You will notice that this arm-cross gesture is characterised by the hands tightly gripping the upper arms to reinforce the position and to stop any attempt to unfold the arms and expose the body. The arms can often be gripped so tight that the fingers and knuckles turn white as the blood circulation is cut off. This arm-fold style is common to people sitting in doctors’ and dentists’ waiting-rooms, or first-time air travellers who are waiting for the plane to lift off. It shows a negative restrained attitude.

In a lawyer’s office the prosecutor may be seen using a fists-clenched arm-cross while the defence may have taken the arm-gripping position.

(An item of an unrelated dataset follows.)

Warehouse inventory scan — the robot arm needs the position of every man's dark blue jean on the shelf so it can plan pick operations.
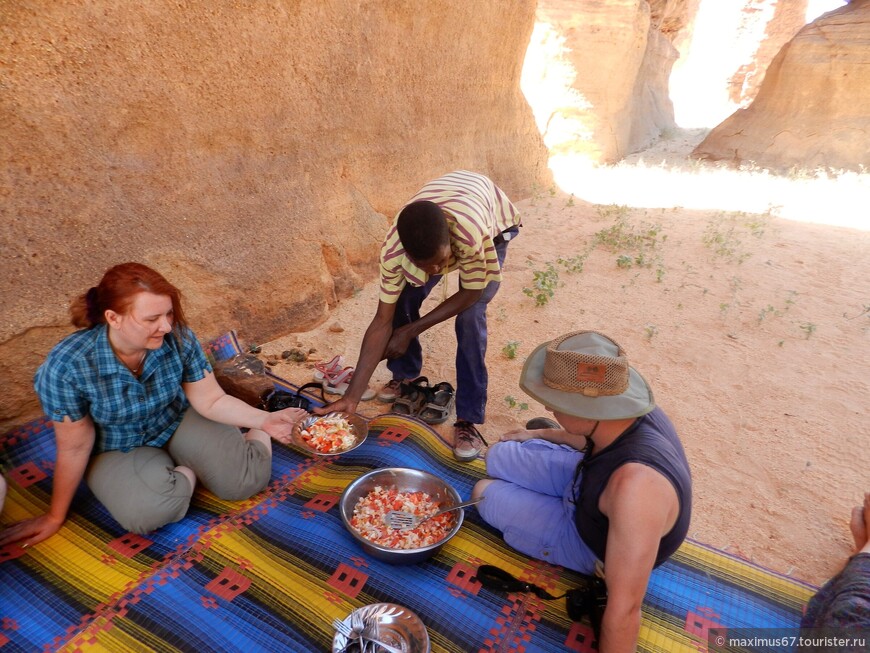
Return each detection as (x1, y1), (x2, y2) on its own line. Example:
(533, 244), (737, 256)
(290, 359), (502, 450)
(387, 227), (519, 424)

Status can influence arm-folding gestures. A superior type can make his superiority felt in the presence of persons he has just met by not folding his arms. Say, for example, that at a company social function, the general manager is introduced to several new employees whom he has not met. Having greeted them with a dominant handshake, he stands at the social distance from the new employees with his hands by his side, behind his back in the superior palm-in-palm position (see Figure 44), or with one hand in his pocket. He rarely folds his arms to show the slightest hint of nervousness. Conversely, after shaking hands with the boss, the new employees take full or partial arm-fold gestures because of their apprehension about being in the presence of the company’s top man. Both the general manager and the new employees feel comfortable with their respective gestures as each, is signalling his status relative to the other. But what happens when the general manager meets a young, up-and-coming executive who is also a superior type and who may even feel that he is as important as the general manager? The likely outcome is that after the two give each other a dominant handshake, the young executive will take an arm-fold gesture with both thumbs pointing vertically upwards (Figure 73). This gesture is the defensive version of both arms being held horizontally in front of the body with both thumbs up to show that the user is ‘cool’, a gesture characterised by Henry Winkler who played the Fonz in the television series Happy Days. The thumbs-up gesture is our way of showing that we have a self-confident attitude and the folded arms give a feeling of protection.

      

Sales people need to analyse why a buyer may have taken this gesture to know whether their approach is effective. If the thumbs-up gesture has come towards the end of the sales presentation and is combined with many other positive gestures used by the buyer, the sales person can move comfortably into closing the sale and asking for the order. If, on the other hand, at the close of the sale the buyer moves into the fist-clenched arm cross position (Figure 71) and has a poker face, the sales person can be inviting disastrous consequences by attempting to ask for the order. Instead it is better if he quickly goes back to his sales presentation and asks more questions to try to discover the buyer’s objection. In selling, if the buyer verbalises, ‘No’, it can become difficult to change his decision. The ability to read body language allows you to see the negative decision before it is verbalised and gives you time to take an alternative course of action.